ITEM 249 Modifications thérapeutiques du mode de vie (alimentation et activité physique) chez l'adulte et l'enfant

  • Évaluer le comportement alimentaire et diagnostiquer ses différents troubles.
  • Argumenter les bénéfices et les effets cliniques de la pratique de l'activité physique.
  • Identifier les freins au changement de comportement.
  • Savoir prescrire et conseiller en diététique.
  • Promouvoir l'activité physique chez le sujet malade (démarche, orientations).

 

Avant de commencer…

L'obésité de l'enfant implique l'existence d'un prédisposition constitutionnelle, principalement génétique. Les bases génétiques de l'obésité requièrent encore beaucoup de recherche pour être complètement élucidées.
Elle est le plus souvent commune, les obésités secondaires ou syndromiques étant rares.

Sa définition repose sur le calcul de l'IMC et sa comparaison aux normes pour l'âge et le sexe.
Les complications sont rares durant l'enfance.

La prise en charge thérapeutique s'inscrit dans le long terme et doit être individualisée.
L'objectif minimal est la stabilisation de l'excès pondéral avec un accompagnement psychosocial.

 

I. Pour bien comprendre

La prévalence du surpoids et de l'obésité en France et dans tous les pays industrialisés est stable depuis le début du siècle chez l'enfant et l'adolescent, autour de 15 à 20 %.

 

II. Diagnostiquer une obésité de l'enfant

A. Diagnostic positif

L'indice de masse corporelle (IMC) répond à la définition suivante : poids (en kg) rapporté au carré de la taille (en mètre) : IMC = Poids/Taille².

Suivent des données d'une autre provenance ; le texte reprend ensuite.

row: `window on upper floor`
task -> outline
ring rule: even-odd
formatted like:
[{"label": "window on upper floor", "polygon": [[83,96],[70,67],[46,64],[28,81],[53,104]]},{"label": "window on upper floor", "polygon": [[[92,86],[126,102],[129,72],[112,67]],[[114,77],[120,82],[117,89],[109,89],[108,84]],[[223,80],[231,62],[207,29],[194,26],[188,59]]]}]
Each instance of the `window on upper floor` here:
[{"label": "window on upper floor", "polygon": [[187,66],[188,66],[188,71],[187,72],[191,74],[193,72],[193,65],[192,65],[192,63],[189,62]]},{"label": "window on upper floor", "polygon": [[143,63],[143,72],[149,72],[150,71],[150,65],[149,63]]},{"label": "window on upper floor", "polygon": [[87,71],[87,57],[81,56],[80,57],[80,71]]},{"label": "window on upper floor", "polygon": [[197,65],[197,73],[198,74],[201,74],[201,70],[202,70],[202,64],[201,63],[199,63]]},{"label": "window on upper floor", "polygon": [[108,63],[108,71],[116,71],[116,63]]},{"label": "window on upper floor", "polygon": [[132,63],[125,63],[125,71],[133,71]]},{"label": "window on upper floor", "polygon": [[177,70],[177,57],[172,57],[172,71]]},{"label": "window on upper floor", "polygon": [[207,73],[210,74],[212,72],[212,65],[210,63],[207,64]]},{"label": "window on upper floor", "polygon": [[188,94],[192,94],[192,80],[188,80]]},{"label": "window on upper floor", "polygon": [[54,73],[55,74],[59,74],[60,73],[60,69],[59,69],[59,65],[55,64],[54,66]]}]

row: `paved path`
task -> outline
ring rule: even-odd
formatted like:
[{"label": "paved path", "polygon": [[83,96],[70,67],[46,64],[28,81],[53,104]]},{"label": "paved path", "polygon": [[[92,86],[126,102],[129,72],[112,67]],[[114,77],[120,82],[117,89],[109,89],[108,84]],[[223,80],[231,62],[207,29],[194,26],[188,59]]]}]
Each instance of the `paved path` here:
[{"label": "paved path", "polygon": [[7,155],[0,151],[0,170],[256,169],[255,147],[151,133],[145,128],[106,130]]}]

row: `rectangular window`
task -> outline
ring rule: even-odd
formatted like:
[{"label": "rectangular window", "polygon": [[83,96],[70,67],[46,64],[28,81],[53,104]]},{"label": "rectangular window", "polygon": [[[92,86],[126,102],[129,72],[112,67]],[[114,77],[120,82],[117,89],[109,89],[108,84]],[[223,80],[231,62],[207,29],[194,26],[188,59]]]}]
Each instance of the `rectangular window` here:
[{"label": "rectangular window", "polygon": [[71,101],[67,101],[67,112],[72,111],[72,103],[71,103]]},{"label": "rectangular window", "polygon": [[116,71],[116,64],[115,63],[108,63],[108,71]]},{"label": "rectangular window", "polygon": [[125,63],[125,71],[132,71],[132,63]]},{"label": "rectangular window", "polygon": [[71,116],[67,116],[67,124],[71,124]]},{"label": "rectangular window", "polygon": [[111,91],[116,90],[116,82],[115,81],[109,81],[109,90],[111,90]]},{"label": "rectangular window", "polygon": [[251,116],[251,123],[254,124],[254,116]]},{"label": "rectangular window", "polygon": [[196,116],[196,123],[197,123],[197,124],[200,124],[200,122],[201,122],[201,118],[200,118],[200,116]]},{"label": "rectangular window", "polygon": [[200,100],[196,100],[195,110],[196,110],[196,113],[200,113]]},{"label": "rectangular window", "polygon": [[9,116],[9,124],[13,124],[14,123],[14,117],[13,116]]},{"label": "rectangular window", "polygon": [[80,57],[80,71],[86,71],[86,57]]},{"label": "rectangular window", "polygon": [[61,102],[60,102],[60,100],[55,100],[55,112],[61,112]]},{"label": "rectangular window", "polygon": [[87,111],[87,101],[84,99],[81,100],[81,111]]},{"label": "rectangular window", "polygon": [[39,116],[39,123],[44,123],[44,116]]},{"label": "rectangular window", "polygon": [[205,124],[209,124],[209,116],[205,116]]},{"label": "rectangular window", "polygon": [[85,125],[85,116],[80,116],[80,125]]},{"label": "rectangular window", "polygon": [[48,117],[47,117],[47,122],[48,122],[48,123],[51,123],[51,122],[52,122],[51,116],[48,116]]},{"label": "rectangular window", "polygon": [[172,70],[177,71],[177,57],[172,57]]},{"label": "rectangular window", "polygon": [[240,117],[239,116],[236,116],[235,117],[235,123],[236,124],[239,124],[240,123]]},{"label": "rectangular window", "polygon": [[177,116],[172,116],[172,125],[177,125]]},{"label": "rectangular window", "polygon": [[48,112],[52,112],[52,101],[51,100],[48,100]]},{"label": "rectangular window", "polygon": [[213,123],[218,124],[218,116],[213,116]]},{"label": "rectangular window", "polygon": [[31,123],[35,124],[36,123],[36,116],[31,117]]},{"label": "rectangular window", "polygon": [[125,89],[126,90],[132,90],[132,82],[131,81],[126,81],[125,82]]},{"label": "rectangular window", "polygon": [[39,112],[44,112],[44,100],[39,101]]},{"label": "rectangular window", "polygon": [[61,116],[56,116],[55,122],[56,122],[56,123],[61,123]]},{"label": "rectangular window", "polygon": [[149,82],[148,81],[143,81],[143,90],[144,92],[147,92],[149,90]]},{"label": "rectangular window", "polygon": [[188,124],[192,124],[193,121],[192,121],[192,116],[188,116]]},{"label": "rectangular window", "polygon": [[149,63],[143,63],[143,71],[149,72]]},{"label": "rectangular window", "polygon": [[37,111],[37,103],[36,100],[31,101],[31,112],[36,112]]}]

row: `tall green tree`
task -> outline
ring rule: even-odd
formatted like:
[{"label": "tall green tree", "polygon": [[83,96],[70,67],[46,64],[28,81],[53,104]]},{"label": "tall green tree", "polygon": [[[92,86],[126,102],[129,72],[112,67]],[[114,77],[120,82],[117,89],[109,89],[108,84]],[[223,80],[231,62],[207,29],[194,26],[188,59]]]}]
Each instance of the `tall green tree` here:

Le surpoids et l'obésité se définissent chez l'enfant à l'aide des courbes d'IMC, différentes selon le sexe. On ne peut donc appliquer des seuils fixes comme chez l'adulte. Le tableau 16.1 présente les définitions du surpoids et de l'obésité.

Tableau 16.1. Définitions du surpoids et de l'obésité.
Surpoids En France : IMC ≥ à la courbe du 97e percentile pour l'âge (équivalent à un IMC adulte de 26 kg/m2) La définition internationale utilise un seuil à 25 et non à 26 kg/m2
Obésité IMC ≥ à la courbe équivalente à un IMC adulte de 30 kg/m2Les définitions françaises et internationales sont identiques

Un calcul régulier de l'IMC en complément des mesures régulières du poids et de la taille permet de tracer la courbe d'IMC (fig. 16.1).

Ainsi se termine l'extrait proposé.